As soon as the key has been removed from the black list of keys, Kaspersky Secure Mail Gateway resumes scanning of email messages in accordance with the valid license.

After scanning of email messages in Kaspersky Secure Mail Gateway is disabled, the following functionality remains available: the mail transfer agent (MTA), the connection to the LDAP server, the event log, and Kaspersky Secure Mail Gateway operation reports. You also have access to all Kaspersky Secure Mail Gateway settings (except the protection settings) via the web interface.

Notification about license expiration

The application checks the license validity period after each update. When the number of days specified in the Send notification setting remains until license expiration, the application starts sending notifications to the email addresses of Kaspersky Secure Mail Gateway administrator.

By default, the application starts sending license expiration notifications 30 days before license expiration.

License expiration notifications are sent once a day.

The application stops sending license expiration notifications in the following cases:

• You have added a key whose validity period exceeds the validity period of the previous key and the value of the Send notification setting.
• License has expired. In this case, the application sends a notification that the license has expired.

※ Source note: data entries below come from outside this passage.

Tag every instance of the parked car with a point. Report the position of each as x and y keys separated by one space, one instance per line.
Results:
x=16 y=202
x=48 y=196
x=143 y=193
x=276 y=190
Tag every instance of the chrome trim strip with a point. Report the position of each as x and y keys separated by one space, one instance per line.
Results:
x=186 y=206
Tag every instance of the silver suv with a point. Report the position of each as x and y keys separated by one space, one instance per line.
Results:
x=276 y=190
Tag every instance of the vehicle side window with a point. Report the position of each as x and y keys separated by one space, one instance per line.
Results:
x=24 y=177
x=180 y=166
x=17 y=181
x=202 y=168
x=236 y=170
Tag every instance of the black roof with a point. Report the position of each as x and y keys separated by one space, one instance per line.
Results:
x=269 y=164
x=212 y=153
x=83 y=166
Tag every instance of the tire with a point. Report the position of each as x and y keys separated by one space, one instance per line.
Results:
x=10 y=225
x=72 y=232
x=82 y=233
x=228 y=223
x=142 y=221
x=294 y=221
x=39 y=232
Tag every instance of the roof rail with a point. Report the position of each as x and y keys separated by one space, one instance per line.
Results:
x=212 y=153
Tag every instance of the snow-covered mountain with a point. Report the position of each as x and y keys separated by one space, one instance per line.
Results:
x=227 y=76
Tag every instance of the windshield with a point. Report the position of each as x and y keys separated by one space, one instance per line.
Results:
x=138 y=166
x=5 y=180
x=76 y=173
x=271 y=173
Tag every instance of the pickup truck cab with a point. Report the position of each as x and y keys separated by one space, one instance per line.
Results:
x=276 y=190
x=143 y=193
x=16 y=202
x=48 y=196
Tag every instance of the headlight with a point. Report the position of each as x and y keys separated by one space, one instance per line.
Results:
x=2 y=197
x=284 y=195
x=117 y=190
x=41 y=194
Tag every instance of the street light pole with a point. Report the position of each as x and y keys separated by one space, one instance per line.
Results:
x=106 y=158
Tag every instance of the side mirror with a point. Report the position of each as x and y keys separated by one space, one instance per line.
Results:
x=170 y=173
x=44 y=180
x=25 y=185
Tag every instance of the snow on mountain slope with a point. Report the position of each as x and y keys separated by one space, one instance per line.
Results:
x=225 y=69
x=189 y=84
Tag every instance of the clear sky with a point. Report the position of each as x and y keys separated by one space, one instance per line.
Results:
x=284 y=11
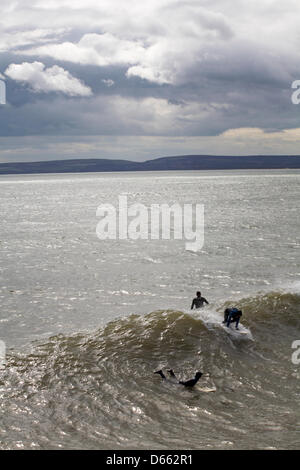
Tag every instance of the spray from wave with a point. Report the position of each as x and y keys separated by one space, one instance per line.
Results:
x=98 y=390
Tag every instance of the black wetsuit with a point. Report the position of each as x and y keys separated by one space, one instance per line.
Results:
x=187 y=383
x=232 y=315
x=198 y=302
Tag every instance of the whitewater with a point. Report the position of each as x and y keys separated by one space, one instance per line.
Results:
x=86 y=322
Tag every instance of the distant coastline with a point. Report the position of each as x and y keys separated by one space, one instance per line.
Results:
x=184 y=162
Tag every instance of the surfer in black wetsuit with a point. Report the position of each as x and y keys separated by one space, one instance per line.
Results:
x=231 y=315
x=187 y=383
x=198 y=301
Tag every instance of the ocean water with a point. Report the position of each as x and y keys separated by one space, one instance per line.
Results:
x=86 y=322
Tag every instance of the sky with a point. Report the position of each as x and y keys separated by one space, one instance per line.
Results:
x=145 y=79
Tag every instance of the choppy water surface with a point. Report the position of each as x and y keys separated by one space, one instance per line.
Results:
x=87 y=322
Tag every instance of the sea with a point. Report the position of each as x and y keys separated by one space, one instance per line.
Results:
x=85 y=322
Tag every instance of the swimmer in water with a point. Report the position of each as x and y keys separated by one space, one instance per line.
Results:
x=198 y=302
x=187 y=383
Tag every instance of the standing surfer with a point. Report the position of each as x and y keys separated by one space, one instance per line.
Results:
x=198 y=302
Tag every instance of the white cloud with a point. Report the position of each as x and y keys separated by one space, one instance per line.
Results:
x=108 y=82
x=42 y=79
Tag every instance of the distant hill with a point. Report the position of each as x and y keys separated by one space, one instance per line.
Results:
x=184 y=162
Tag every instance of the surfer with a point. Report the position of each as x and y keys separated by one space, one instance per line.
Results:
x=187 y=383
x=198 y=301
x=231 y=315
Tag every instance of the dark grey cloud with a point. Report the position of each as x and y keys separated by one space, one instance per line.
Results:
x=161 y=69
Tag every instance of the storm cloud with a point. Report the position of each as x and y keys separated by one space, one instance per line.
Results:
x=161 y=77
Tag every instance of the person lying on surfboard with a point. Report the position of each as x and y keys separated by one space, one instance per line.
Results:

To configure the start date for sending notifications, edit the header or text of the notification about an expiring license:

1. In the main window of the application web interface, open the management console tree and select the Settings section and Notifications subsection.
2. In the License expires soon section, click any link to open the Notification settings window.
3. In the Subject field, type the header of the expiring license notification.
4. In the Message field, type the text of the expiring license notification.
5. In the Send notification list, specify the number of days until license expiry that you want to start receiving the notification.
6. Click the Save button.

   The Notification settings window closes.

To enable or disable delivery of license expiration notifications:

1. In the main window of the application web interface, open the management console tree and select the Settings section and Notifications subsection.
2. In the License expires soon section, do one of the following:
   • Flip on the toggle switch next to the name of the License expires soon group of settings if you want to enable delivery of license expiration notifications.
   • Flip off the toggle switch next to the name of the License expires soon group of settings if you want to disable delivery of license expiration notifications.

If an additional key is installed in the application, the notification is not sent. After the expiry of the active key, the additional key automatically becomes active.

If the additional key validity period expires before the application is configured to start sending notifications, the first notification is sent at the time when the active key is replaced with the additional key.